Et si nous nous promenions sur les traces de Berlioz ?
Hector Berlioz est un enfant de la Côte
Saint-André une paisible bourgade du Dauphiné, une contrée de l'Isère
définie sous le vocable de terres froides (certes en rapport avec le gel
constant en hiver mais signifiant surtout terres peu productives (on y
cultiva longtemps le tabac), de ces terres dont les figuiers
s'assèchent comme frappés par la parole christique).
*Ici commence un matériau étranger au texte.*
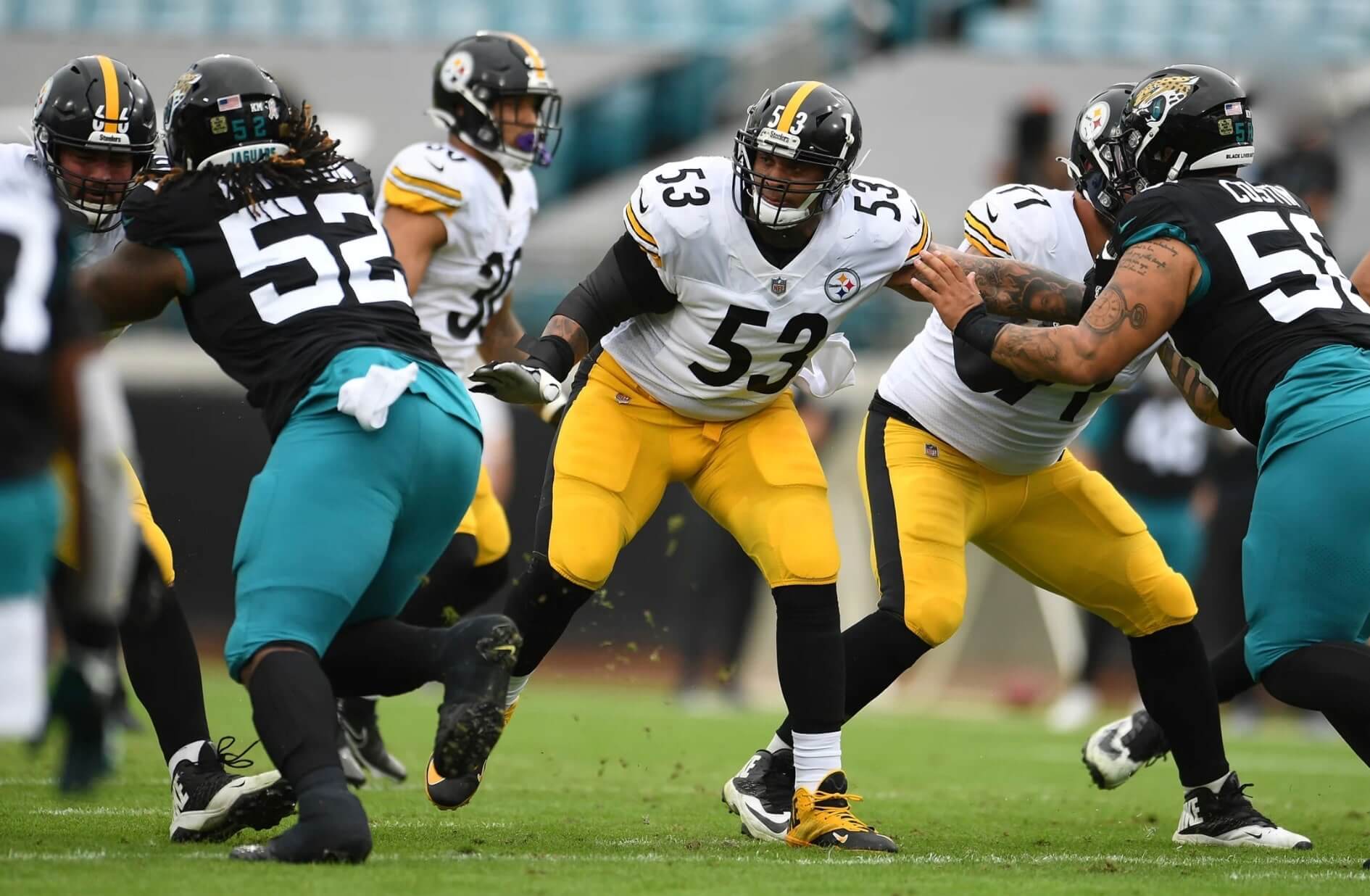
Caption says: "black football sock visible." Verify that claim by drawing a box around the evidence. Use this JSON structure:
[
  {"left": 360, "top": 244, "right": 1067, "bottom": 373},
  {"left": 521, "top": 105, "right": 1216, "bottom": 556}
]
[
  {"left": 399, "top": 533, "right": 477, "bottom": 629},
  {"left": 776, "top": 610, "right": 933, "bottom": 744},
  {"left": 505, "top": 554, "right": 594, "bottom": 676},
  {"left": 1261, "top": 641, "right": 1370, "bottom": 765},
  {"left": 119, "top": 573, "right": 209, "bottom": 762},
  {"left": 1127, "top": 622, "right": 1230, "bottom": 788},
  {"left": 1208, "top": 631, "right": 1256, "bottom": 703},
  {"left": 771, "top": 585, "right": 847, "bottom": 734},
  {"left": 320, "top": 619, "right": 449, "bottom": 697}
]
Berlioz par M. Clavaud d'après Signol, 1830. |
Berlioz par M. Clavaud d'après Courbet. |
Berlioz a souvent
été attaqué par la caricature : son physique « d’aigle irrité, impatient
de l’espace et auquel on a refusé l’essor », selon le mot de Théophile
Gautier, ne devait pas toujours inspirer des variations pour thèmes lyriques.
Plus
souvent, ces cheveux en bataille, cette prestance fracassante, ne furent pas
transfigurés dans une vision romantique, mais bien plutôt défigurés par la
plume acerbe des caricaturistes. Qui n’a en tête le « concert à
mitraille » que dirige un Berlioz tonnant, fier et chevelu, et dans
lequel, à côté des instruments traditionnels, viennent se ranger des
canons ?
L’opinion
publique, frivole, mais impressionnable, s’attachait ainsi aux seuls aspects
gigantesques des partitions de Berlioz, ou, pour employer sa propre
terminologie, au caractère « babylonien », « pyramidal »,
de sa musique.
Mais il est
un autre genre de caricatures qui ne s’en prend pas uniquement au musicien. Je
veux parler de celles qui confondent en une même vision le musicien et
l’écrivain, pour souligner ce qui leur semble être une contradiction : on
ne saurait cultiver deux arts à la fois.
Prenez par exemple
ce dessin tapageur paru au lendemain de l’échec de « Benvenuto
Cellini » : le maestro inspiré qui fait résonner les mesures de son
GRRRAND opéra (plusieurs R dans la légende), tient de son autre main une plume
de feuilletoniste. Un si mordant journaliste, un chroniqueur aussi habile, ne
saurait être un musicien.
Prenez
encore ce dessin de Grandville : « deux mains pour un seul
homme ». On y voit deux mains droites, en éventail, celles de Berlioz.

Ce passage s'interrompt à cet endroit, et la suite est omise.